Bot detected the issue body's language is not English, translate it automatically. 👯👭🏻🧑🤝🧑👫🧑🏿🤝🧑🏻👩🏾🤝👨🏿👬🏿
I've tried this before, to no avail. The unregistration log is not printed, and the instance in Nacos is still not unregistered.
from rainbond.
-
你可以先确认这个属性是否确实生效了,可以在组件运行时查看其yaml文件,是否包含你设置的字段
-
如果这个属性生效,那么你的程序优雅退出的时间需要多久?默认情况下 Kubernetes 为删除容器留了最大 30s 的宽限时间,如果程序的优雅关闭时间和 preStop Hook 时间之和超过 30s,也依然会被删除。如果是这种情况,那还可以通过设置 terminationGracePeriodSeconds 字段来处理。不过这个字段当前 Rainbond 还不支持
from rainbond.
Bot detected the issue body's language is not English, translate it automatically. 👯👭🏻🧑🤝🧑👫🧑🏿🤝🧑🏻👩🏾🤝👨🏿👬🏿
-
You can first confirm whether this attribute is indeed effective. You can check its yaml file when the component is running to see whether it contains the fields you set.
-
If this property takes effect, how long will it take for your program to exit gracefully? By default, Kubernetes leaves a maximum grace time of 30 seconds for deleting a container. If the sum of the graceful shutdown time and preStop Hook time of the program exceeds 30 seconds, it will still be deleted. If this is the case, it can also be handled by setting the terminationGracePeriodSeconds field. However, this field is not currently supported by Rainbond.
from rainbond.
关于第1个问题:确定生效。
我换一个必定重现僵尸进程和没有取消注册问题的组件,csp-gen。lifecycle配置如下:
在kubectl中可以确确实实的看到,配置上了。
kubectl get deployment csp-csp-gen -n 8b435cdaeb984cf69af21d8fc5c4fb8c -o yaml
关于第2个问题:应用关闭耗时很多,不超过1秒。
具体可以看下后面这个试验。
另外我做了几个试验,有一些结论
使用 kubectl 删除deployment,可以正常取消注册并且不会产生僵尸经常,不管加不加--force参数都可以正常关闭。
请看下,如下步骤是否分析正确。
1、这个组件的启动日志:正常注册Nacos,启动成功
2、当前k8s节点(就一个k8s master节点的集群)有14个僵尸进程
3、删除上述deployment,在RainBond界面也能看出容器处于关闭中有10秒的时间。

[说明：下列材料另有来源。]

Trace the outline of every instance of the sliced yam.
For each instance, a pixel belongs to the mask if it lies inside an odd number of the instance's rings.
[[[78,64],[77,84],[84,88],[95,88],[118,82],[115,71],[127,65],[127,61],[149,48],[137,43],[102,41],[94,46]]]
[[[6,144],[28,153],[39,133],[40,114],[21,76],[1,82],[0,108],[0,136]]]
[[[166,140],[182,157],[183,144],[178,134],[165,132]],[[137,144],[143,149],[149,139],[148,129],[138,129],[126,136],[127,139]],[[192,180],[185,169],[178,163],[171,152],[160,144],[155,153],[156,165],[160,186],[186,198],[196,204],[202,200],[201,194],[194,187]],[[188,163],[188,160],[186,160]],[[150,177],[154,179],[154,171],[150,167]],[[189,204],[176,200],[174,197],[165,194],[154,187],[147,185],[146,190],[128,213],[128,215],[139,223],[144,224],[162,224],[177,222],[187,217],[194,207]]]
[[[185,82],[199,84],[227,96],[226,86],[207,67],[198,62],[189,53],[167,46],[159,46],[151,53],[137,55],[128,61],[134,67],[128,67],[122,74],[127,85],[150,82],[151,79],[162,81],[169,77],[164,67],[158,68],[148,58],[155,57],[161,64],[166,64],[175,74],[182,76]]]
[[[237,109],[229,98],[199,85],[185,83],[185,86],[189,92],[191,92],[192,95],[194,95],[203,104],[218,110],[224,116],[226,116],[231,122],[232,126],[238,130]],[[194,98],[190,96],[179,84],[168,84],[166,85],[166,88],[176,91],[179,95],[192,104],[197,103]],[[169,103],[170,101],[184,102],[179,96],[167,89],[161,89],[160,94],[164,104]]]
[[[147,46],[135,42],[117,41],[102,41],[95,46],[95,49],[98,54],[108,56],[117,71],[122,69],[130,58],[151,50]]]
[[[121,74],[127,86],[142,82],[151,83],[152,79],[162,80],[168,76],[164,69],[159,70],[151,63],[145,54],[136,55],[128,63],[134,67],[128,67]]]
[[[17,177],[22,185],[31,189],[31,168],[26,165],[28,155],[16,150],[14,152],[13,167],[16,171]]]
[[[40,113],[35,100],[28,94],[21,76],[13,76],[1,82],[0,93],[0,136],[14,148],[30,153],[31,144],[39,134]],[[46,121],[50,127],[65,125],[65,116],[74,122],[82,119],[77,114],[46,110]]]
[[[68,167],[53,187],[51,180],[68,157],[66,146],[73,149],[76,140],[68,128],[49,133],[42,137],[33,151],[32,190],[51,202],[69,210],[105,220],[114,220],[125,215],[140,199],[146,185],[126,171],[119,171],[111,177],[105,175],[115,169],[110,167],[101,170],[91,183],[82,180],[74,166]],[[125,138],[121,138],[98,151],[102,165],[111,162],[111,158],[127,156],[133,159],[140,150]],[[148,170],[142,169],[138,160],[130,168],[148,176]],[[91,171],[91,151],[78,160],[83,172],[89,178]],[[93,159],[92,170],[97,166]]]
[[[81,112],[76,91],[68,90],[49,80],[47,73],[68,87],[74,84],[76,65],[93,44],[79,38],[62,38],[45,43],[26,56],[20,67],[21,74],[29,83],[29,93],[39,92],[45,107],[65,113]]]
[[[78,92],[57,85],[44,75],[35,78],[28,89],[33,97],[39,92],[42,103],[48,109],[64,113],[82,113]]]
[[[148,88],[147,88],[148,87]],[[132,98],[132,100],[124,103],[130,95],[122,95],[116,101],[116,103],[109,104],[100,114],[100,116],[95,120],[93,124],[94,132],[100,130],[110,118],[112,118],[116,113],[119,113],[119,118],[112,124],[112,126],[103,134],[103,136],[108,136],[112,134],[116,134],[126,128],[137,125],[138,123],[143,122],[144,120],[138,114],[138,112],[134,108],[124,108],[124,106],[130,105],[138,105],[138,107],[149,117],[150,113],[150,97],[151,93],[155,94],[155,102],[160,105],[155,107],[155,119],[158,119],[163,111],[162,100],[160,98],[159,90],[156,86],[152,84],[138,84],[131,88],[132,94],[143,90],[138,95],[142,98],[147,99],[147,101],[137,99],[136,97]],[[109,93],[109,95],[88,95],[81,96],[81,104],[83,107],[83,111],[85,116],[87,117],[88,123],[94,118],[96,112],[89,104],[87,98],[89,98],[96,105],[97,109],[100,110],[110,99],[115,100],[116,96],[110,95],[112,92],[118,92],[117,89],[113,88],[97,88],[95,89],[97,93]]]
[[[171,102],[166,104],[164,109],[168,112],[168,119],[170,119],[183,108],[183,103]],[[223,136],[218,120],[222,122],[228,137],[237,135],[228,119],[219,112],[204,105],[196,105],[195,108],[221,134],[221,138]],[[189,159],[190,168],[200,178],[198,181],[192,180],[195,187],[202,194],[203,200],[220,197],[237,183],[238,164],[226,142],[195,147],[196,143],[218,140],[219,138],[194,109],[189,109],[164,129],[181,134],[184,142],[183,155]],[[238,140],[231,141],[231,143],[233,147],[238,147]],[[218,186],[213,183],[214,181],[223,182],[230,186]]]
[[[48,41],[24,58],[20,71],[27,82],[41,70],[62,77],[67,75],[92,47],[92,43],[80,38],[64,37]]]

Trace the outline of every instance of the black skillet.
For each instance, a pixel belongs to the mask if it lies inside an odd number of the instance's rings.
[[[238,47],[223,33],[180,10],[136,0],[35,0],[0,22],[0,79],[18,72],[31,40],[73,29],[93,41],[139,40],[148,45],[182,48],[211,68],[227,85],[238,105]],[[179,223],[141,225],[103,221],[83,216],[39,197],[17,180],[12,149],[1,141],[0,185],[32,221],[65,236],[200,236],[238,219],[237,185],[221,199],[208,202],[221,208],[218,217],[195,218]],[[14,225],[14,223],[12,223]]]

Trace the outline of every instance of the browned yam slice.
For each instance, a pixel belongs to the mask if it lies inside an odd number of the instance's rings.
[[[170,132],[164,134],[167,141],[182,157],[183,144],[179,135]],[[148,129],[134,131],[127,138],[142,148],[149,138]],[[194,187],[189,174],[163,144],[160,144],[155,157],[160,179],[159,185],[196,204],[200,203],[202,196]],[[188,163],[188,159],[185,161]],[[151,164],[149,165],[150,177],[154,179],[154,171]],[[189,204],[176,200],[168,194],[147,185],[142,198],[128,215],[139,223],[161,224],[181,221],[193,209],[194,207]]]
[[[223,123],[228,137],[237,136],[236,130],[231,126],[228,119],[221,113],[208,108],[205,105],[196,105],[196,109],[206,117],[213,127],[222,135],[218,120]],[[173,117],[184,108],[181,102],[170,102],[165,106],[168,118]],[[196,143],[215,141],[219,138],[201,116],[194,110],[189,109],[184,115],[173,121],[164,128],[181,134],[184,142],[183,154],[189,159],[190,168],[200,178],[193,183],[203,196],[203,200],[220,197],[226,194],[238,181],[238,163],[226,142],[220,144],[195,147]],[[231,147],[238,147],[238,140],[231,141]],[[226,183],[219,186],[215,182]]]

心中默念,1,2,3,4,5...9,10,然后就能看到取消注册的日志了。也就是说,正常了。
kubectl delete deployment csp-csp-gen -n 8b435cdaeb984cf69af21d8fc5c4fb8c
与此同时,k8s节点没有新增僵尸进程,依然是14个僵尸进程。
4、上面没有使用强制删除,我又试了下强制删除:结果是也能正常关闭,并取消注册nacos
kubectl delete deployment csp-csp-gen -n 8b435cdaeb984cf69af21d8fc5c4fb8c --force
warning: Immediate deletion does not wait for confirmation that the running resource has been terminated. The resource may continue to run on the cluster indefinitely.
deployment.apps "csp-csp-gen" force deleted
5、如果使用RainBond关闭按钮,则取消注册没做完就被杀掉,且产生僵尸进程
from rainbond.
目前我没有K8s 1.18的环境,因此我拿你给的例子在单机版本和基于主机安装的 Rainbond 中做了试验,并未复现该问题。我并未设置任何健康检测、prestop等相关字段。
两个环境如下:
- 单机版默认K3s为 v1.25.15-k3s1,Rainbond 版本为 v5.16.0-release,使用containerd运行时。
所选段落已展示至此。